Hi MDL developers,
first of all, thanks for your work and for finally making the SDK publicly available! Looks like the MDL really got it all right and could solve many of the interoperability issues that exist with heterogeneous tool pipelines and PBR today.
The SDK is quite impressive too (nice lean ABI layer, BTW), and I’m currently reading into the docs / trying to get on top of things, so I hope you don’t mind my (at this point possibly naive) questions.
It seems the following recipe would suffice to get some basic rendering and running (only considering the surface BSDF for simplicity of discussion):
- Implement the BSDFs that I want my renderer to use for MDL materials as functions that return 'color' in some kind of built-ins module (OSL seems complete enough to express those)

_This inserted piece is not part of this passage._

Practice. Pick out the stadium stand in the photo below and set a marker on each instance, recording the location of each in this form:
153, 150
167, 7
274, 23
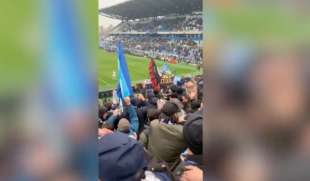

- Write some code that traverses the material's 'surface.scattering' expression and replaces all BSDFs found with those functions
- Pin the expression onto some dummy material's dummy BSDF's 'tint' parameter, to generate a single entry point that accepts 'state'
Yet API-wise the whole thing feels somewhat off-beat, but it also seems needlessly complex to write code against several (in case of supporting CUDA / GLSL) additional APIs for compilation, where I already have compilation abstracted by the MDL SDK…
Questions:
- The hack sketched out above would work, right?
- Is there a nicer way (there's a 'LinkUnit' and designated built-in modules that support 'native' annotations which hint into that direction, but little detail)?
- Is there some way to lock parameters to constants in class compilation mode / or, alternatively a way to mark inputs as varying (even if they default to a constant) for instance-level compilation?